Leif Knecht knows that pressure comes with the territory when you are in the horticulture industry in Minnesota.
But the owner of Knecht’s Nurseries & Landscaping says this season so far has been ridiculous.
With numerous storms dropping more than a foot of snow on the area in March and April, it looks more like winter than spring here. That doesn’t bode well for farmers and those folks like Knecht who grow things for a living.
“I’ve never seen a spring like this. It’s by far the worst I’ve experienced,” said Knecht, who started growing trees in 1988, moved to the current location on Hwy. 19 in 1990 and started the retail part of his business in 1998. “Anybody in the horticulture industry is suffering right now. It will be tough for us and the farmers. We won’t be able to plant probably until the first part of May, and that’s if all goes well.”
Knecht says that it’s a triple whammy for nurseries because they have to plant in the spring, harvest in the spring and set up a retail business, all in what now looks to be a short season. He says his business — along with other area nursery and landscaping businesses — is already suffering, and that’s not even taking into account the late planting season.
“We’re not only late planting, we’re late on our selling season,” said Knecht, who has much of his inventory still inside greenhouses where he can control the temperatures. “Every single business that is weather dependent will have to scurry. The season just got a month shorter.”
Looking back at 2012, Knecht and area farmers in southern and central Minnesota were already planting at this time, thanks to a mild, dry winter and record warmth in March that saw the thermometer here reach 80 degrees.
According to the U.S. Department of Agriculture, full-scale fieldwork began on April 12, which was a full week ahead of the average. At this time last year, average statewide temperatures were 10 degrees above normal.
“You can just throw out last year’s season,” said Northfield farmer Mike Ludwig. “We’ll never see that again. Every year is unusual. As a farmer, we’re ready for anything. We’ll be ready to go when the weather breaks here soon.”
Northfield farmer Ray Larson, who has been farming for about 50 years, agrees with Ludwig, saying there is plenty of time to get the crop in and have a good yield. In fact, he sees some benefits of the late-season deluge of snow and moisture.
“I’m just thankful for the sub-soil moisture,” said Larson, who works 450 acres. “I think the big guys keep looking at the calendar and are getting a little antsy. But the smaller guys know they still have time to get it all done. If it isn’t sooner, it will be later. Not much we can do about it.”
While the 2012 growing season started with a bang, rains two weeks in slowed planting and presented different problems for farmers. After waiting out a couple weeks of downpours, they were back in their fields.
“Last year, we had all of the corn planted by May 15 and the yield was the best we’ve seen in Northfield in a long time,” Ludwig said. “The late corn was our best corn.”

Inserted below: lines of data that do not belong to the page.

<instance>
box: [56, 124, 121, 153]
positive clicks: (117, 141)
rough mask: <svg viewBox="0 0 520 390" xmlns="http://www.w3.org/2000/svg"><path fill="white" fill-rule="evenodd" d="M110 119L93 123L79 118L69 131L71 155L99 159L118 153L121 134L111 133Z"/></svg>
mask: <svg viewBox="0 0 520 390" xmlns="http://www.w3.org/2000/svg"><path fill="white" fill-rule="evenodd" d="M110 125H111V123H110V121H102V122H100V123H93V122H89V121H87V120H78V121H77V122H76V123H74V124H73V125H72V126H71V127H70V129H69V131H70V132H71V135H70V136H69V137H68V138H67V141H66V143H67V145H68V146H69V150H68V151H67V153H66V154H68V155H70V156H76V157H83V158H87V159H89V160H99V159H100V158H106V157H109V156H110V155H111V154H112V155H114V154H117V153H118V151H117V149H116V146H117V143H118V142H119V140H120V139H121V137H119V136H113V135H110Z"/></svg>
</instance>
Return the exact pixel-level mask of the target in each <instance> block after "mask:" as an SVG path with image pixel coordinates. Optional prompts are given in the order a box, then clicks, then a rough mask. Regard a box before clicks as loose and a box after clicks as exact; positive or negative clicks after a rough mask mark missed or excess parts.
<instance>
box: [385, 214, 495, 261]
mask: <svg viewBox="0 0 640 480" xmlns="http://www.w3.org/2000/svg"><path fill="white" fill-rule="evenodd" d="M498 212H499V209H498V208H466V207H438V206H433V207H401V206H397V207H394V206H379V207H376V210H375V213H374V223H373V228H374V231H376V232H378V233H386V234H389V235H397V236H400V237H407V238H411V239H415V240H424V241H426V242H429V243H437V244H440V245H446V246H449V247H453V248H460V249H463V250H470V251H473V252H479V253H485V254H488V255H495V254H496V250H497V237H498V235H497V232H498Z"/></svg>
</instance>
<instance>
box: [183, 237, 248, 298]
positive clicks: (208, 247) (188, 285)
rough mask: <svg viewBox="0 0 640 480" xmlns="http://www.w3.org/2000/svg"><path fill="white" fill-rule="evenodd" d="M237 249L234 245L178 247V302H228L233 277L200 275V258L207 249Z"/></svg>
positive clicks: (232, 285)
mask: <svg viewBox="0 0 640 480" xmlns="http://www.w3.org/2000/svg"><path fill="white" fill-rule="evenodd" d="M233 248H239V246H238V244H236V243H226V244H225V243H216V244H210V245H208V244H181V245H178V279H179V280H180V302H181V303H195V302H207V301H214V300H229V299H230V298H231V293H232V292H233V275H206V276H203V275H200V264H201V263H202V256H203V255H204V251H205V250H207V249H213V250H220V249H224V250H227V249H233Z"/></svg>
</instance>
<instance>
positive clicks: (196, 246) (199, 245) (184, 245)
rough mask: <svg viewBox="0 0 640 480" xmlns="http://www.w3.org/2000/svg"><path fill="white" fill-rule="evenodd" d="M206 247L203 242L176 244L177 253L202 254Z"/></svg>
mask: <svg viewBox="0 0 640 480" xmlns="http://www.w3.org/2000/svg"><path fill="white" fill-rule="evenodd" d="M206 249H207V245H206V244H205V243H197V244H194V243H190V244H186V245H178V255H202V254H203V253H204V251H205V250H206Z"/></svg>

That jibes with a recent report from the University of Minnesota Extension that says anticipated corn planting dates are still in range for high yield expectations.
It says that while weather conditions are delaying the onset of corn planting, wide fluctuations in the corn planting process are not uncommon in Minnesota. According to the report, by the end of April, about 50 percent or more of the state’s corn acres were planted in 2009, 2010 and 2012, compared to less than 5 percent in 2008 and 2011.
In the latter two years, when it was mid-May before half of Minnesota’s corn acres were planted, state-average yields ranked third and fifth among Corn Belt states.
“From my experience, if we get in the fields the first week of May, we’ll be fine,” Ludwig said. “We’re ready to go. We’ll have our corn planted so fast when it’s time, this weather will be an after-thought.”
That might be the case for area farmers, but for Knecht and others in the horticulture industry, time is of the essence. He says the materials are there and his guys are ready to get things rolling.
“We watch the weather multiple times a day,” Knecht said. “We’re in a good position to weather a ripple brought on by Mother Nature, but right now, it feels like a tidal wave. That means that when the warmer temperatures come, it will be truly insane around here.”